One of my first involvements with youth in the field was in France thirteen years ago, through social inclusion missions and my work with specialized educators on participatory projects. This was my first step towards promoting volunteerism and youth support. Since that first experience, engaging with youth has remained a cross-cutting aspect of my work. I joined the United Nations in 2008 with UNESCO in Central America. In 2012, I was deployed as a United Nations Volunteers Programme Officer in Tunisia. In addition to managing volunteers for different UN entities in the country, I coordinated the implementation of a youth volunteering promotion project in the Arab region. This experience allowed me to work across different teams within UNDP, in an exciting and historic context of transition in Tunisia following the Arab Spring. There was a real demand from young people in general to participate and engage in development projects and civic activities. My three-year engagement in this program was fantastic.
After a brief deployment in Iraq, I became the United Nations Volunteers Programme Manager within the peacekeeping mission in Ivory Coast, UNOCI, in 2015. In this new context, I continued to work for the benefit of youth and local communities, including concrete actions in refugee camps or communication campaigns promoting volunteerism.
In 2017, I moved to Mali in the same role, with MINUSMA, where I was responsible for over two hundred volunteers deployed in different sites in a complex security context. In 2019, I continued my mission in Mali, joining the UNDP Country Office to support the emerging process of UN transition in the country, in close coordination with MINUSMA and the UN Country Team. Today, based in Ethiopia at the regional office of UNDP, I provide support to forty-six countries. It is a privilege to be engaged across an entire continent with colleagues who bring diverse expertise and professional backgrounds, all working towards common goals. In this role, I am also directly involved in regional projects and events.
Throughout my career, I have been exposed to emergency and crisis contexts. UNDP has also allowed me to contribute my expertise and direct support in crisis or political transition contexts. I was deployed as a SURGE advisor following the coup d’état in Mali in 2020 for a duration of five months to ensure the effective participation of youth in the transitional process and resource mobilization in this new context. Working in these contexts is exciting, and the impact of our engagement is visible. For example, UNDP’s commitment through the Youth, Peace and Security project in the Great Lakes region, implemented in 2022 with the support of UNFPA, has sensitized over 300 young people on their role in peace and reconciliation processes. Despite sometimes complex security conditions, UNDP continues to serve the most vulnerable populations, including young men and women, in communities directly affected by conflicts.
Working for UNDP has reinforced my conviction that with passion, resilience, and empathy, we can go beyond our limits to have a strong, real, and lasting impact on youth.

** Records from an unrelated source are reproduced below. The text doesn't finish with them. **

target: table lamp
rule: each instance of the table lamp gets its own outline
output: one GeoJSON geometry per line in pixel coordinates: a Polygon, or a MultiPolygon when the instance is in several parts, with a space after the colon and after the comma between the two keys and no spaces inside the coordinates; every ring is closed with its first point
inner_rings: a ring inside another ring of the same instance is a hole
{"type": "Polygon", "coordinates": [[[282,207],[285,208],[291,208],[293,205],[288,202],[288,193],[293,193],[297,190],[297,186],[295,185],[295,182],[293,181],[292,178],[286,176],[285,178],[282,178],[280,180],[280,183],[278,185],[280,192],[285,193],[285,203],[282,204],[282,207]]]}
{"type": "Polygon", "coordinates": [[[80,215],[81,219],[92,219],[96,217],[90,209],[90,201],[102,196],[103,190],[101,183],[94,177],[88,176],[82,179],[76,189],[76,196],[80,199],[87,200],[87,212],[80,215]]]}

Our approach is to work with and for youth, in a spirit of co-creation, while creating favorable conditions for their active participation. Two recent and concrete examples are close to my heart. Following the coup d’état in Mali in 2020, and in the context of political transition, I developed a project to mobilize youth and promote social cohesion through sports. The Grand Trail of Youth for Peace, an initiative implemented jointly with the International Organization for Migration , allowed over 1500 young Malians to participate, through sports, in the future of their country and the process of peace and national reconciliation. It promoted social cohesion, connected villages and communities in the South, Center, and North of the country and created spaces for dialogue and expression in the localities traversed.
Another example is the radio program “Vijana kwa amani”; launched with the support of UNDP in South Kivu, in Eastern Democratic Republic of Congo (DRC) in November 2022. It consists of four broadcasts on a community radio, facilitated by young peacebuilders, to promote dialogue on youth participation in peace processes.
What stands out from my various experiences is the importance of the culture of leadership within UNDP: I was entrusted with responsibilities and given the freedom to propose my ideas, initiate and implement collective projects.
What lessons have I learned from my experience? Working with UNDP has taught me to dare to take risks, propose my ideas, and face complex situations. So, if this type of field engagement inspires you, I would like to say, dare to try and do not be discouraged. A good starting point is joining the United Nations Volunteers . This experience has been a fantastic accelerator for me to strengthen my skills, develop my network, and enter the world of the UN.